While the United States has slightly over double the average internet speed, it actually is  not among the fastest in the world. A glance at the statistics on internet speed shows, for example, the Netherlands—which was the first European country to adopt net neutrality—is a world leader in internet speed with faster delivery of content than the United States. The proposed net neutrality rules are less the imposition of government regulation than an interceding to prevent a limited number of private internet providers. Whatever legal decisions are made about how we wish to regulate rent seeking charges for service on the internet we still face challenges in how we plan to pay for constantly upgrading network infrastructure such as fiber-optic cables.

Won’t imposing new regulation on the Internet industry promote endless litigation that primarily benefits lawyers and negatively impacts internet innovation and investment as companies and investors try to figure out what provision do or do not apply under the new rules?

The situation that prevails at the moment is uncertainty. Businesses have found it difficult to know how much they can invest in internet delivery infrastructure, how to accommodate variable demands on bandwidth, and how to design pricing structures. As with any new legislation, there will be a period when both the administrative agency and private parties try to figure out the prevailing rules. No doubt there also will be legal challenges to the FCC’s authority. However, in this particular instance the doubt about how the FCC will operate should be circumscribed. Net neutrality has been the prevailing practice in internet delivery, and the FCC has already been involved in trying to limit discriminatory delivery by providers.

Rigorous enforcement of antitrust laws can prevent dominant Internet service providers from the practice of price discrimination. Isn’t strong antitrust enforcement superior to creating new regulations of the Internet?

Antitrust laws are intended to preserve competition by preventing anti-competitive behavior.
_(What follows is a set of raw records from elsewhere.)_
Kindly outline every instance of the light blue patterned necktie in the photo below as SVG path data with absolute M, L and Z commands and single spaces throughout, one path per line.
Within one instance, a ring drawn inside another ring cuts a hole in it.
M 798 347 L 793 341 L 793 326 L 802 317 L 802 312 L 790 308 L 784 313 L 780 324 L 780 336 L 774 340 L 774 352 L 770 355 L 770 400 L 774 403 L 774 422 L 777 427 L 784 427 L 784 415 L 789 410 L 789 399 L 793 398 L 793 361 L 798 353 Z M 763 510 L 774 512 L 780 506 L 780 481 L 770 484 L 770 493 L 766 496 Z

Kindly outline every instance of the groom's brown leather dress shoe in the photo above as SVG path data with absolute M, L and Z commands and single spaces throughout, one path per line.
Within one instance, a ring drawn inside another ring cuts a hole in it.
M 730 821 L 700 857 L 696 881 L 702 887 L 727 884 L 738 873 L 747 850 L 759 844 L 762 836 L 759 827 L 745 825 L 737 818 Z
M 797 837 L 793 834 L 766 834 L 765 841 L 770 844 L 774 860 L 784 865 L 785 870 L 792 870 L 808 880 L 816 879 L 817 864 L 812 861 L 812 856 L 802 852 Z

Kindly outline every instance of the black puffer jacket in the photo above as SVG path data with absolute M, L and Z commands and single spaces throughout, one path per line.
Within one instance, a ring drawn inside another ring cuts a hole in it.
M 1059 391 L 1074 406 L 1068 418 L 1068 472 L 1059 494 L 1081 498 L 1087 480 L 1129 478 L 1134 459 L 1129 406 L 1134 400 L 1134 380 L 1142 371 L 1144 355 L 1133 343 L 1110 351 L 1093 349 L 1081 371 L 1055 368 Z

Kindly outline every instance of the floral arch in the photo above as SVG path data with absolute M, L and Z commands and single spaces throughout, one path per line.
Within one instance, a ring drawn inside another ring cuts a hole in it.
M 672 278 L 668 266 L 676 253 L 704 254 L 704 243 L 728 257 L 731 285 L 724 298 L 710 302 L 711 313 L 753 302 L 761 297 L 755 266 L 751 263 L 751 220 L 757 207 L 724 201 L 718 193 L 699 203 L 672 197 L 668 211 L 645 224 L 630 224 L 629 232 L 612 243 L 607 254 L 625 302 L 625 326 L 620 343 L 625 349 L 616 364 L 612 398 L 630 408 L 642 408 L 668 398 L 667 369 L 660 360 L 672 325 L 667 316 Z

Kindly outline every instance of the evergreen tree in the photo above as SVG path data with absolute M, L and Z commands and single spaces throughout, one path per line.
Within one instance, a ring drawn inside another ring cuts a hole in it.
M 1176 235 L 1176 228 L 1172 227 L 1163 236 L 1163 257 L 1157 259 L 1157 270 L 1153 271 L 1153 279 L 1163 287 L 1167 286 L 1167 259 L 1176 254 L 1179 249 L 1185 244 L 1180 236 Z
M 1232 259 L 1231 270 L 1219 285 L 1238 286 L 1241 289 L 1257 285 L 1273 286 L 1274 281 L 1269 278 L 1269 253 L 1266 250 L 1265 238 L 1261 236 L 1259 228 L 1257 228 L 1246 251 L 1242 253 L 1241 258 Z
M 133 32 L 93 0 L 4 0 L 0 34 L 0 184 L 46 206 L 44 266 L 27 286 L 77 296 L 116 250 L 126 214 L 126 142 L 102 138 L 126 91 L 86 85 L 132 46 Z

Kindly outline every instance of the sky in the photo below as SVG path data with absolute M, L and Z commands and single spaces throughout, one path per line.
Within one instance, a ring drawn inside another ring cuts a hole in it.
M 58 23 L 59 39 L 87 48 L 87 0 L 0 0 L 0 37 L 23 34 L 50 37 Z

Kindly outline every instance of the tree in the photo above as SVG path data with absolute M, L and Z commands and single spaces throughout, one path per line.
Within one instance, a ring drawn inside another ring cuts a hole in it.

The argument for using antitrust regulation to prevent abusive pricing structures on the internet is that such abuses are an occasional occurrence. Moreover, using an antitrust model, rather than an administrative regulatory model as exemplified by the FCC, might allow private companies to pursue diversity in pricing, operability, and technological innovation. There is much to be said for this approach. But we do not have the kind of stark choice identified in the current Congressional debates: FCC regulation versus antitrust.

What I think—and I hope—will emerge is a form of minimal regulation at the FCC level. FCC overreach will be carefully monitored by Congress. The agency should limit its imposition of standardization and interoperability in ways that might repress new, innovative models of internet architecture. This would leave the instances of troubling diversity—when new forms are used to limit competition and raise prices—to be dealt with through antitrust suits launched by the Department of Justice.